Back in the air, they worked north along the fire's edge. The lake they'd initially been using as a water supply was now farther behind them than a river was ahead.

But it wasn't just any river. As the two helos flew down to it, his navigation display—which automatically shifted with his movement—scrolled the river onto the screen. Along with it scrolled a bright red line that said South Korea on one side and North Korea on the other.

Robin must have spotted the same thing at the same moment because they slid to a side-by-side halt and looked down at the terrain together.

“This looks like fun,” Mickey managed over the radio against a dry throat.

“Not my idea of a good time.”

“What about them?” There was no need to explain who he meant.

Four kilometers away—on the northern side of the Demilitarized Military Zone—Mickey's radar showed a pair of helicopters patrolling back and forth, circling directly opposite them.

Robin didn't reply for a long time. “Someone please tell me there is another option.”

“Attention, American firefighting helicopters.”

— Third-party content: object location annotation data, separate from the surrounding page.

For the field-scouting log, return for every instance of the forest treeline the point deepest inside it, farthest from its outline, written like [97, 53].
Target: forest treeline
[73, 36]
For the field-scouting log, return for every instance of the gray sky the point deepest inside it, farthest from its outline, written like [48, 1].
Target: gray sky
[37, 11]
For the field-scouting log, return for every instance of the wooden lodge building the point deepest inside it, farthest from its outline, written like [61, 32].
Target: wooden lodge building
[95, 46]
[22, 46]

Mickey looked down at the radio. The North Koreans were hailing them on the general frequency. He'd known that they had to be monitoring the open firefighting channel, but it was the first time they'd said a word all morning. Their English was clear, though heavily accented. Did the Korean People's Air Force all speak English to prepare them for the Great Future Invasion? Or were these the only ones who were even allowed to learn the language? No way to tell.

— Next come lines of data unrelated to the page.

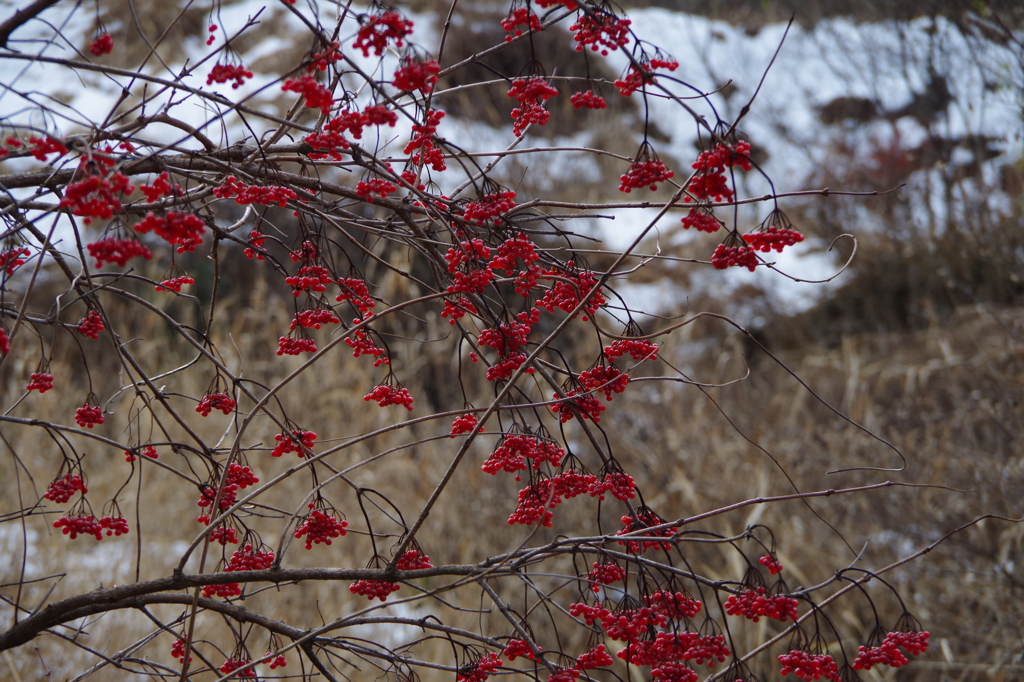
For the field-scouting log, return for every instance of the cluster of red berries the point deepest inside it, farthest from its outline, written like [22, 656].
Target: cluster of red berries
[213, 401]
[378, 30]
[519, 20]
[385, 395]
[757, 603]
[61, 489]
[102, 45]
[773, 238]
[489, 206]
[320, 527]
[181, 229]
[644, 173]
[375, 187]
[174, 284]
[90, 525]
[771, 563]
[314, 318]
[479, 670]
[809, 666]
[530, 92]
[288, 345]
[537, 501]
[246, 558]
[701, 220]
[313, 94]
[588, 99]
[414, 75]
[639, 349]
[458, 310]
[515, 449]
[91, 325]
[463, 424]
[595, 657]
[734, 256]
[96, 196]
[161, 187]
[221, 73]
[289, 443]
[88, 416]
[361, 344]
[601, 31]
[355, 292]
[178, 649]
[605, 573]
[235, 666]
[322, 60]
[119, 251]
[637, 77]
[246, 195]
[645, 519]
[674, 605]
[568, 289]
[224, 535]
[150, 452]
[11, 259]
[422, 142]
[40, 381]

“Firefighters here,” Robin answered with her voice sounding all casual as if this was business as usual. Damn, but she was good.

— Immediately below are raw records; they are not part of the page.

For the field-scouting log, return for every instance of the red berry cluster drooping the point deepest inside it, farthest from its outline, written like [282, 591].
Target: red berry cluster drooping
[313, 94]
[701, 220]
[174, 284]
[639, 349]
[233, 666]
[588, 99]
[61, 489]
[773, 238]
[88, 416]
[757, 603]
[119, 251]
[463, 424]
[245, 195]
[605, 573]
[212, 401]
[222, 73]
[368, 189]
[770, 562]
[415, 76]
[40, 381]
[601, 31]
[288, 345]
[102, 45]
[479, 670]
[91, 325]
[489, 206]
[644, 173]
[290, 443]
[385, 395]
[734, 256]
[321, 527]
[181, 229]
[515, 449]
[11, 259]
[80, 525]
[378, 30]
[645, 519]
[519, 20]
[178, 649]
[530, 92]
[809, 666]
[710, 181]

“We are your escort to make sure that no harm comes to your craft in our airspace. We are not firefighting aircraft but military escort. What are your plans, that we do not mistake your actions?” Their tone was very polite, rotorcraft to rotorcraft camaraderie. Though he'd wager they were in turn being monitored by layers of military and politicians who would watch every word. So, polite but not too friendly.

“No harm?” Tim groaned. “Like,
we want to make sure we don't shoot your asses by mistake.
Why am I not liking this experience? Where the hell's my DAP Hawk?” He managed to make it funny.

“Don't say that one on the open air, amigo.” Though Mickey wasn't going to argue with the sentiment.

“Roger that,” Tim agreed.

“We need to get to a water source.” Robin made it sound like the most normal thing on the planet to be talking to North Korean military helicopter pilots across the width of the DMZ. “We will always utilize the closest supply. At the moment, it's that river between us. We need to hover at five meters over the water for approximately one minute each time we refill our tanks. We will circulate rapidly between the fire and the water supply, except when we are returning to our airport for fuel or needing to survey the fire line.”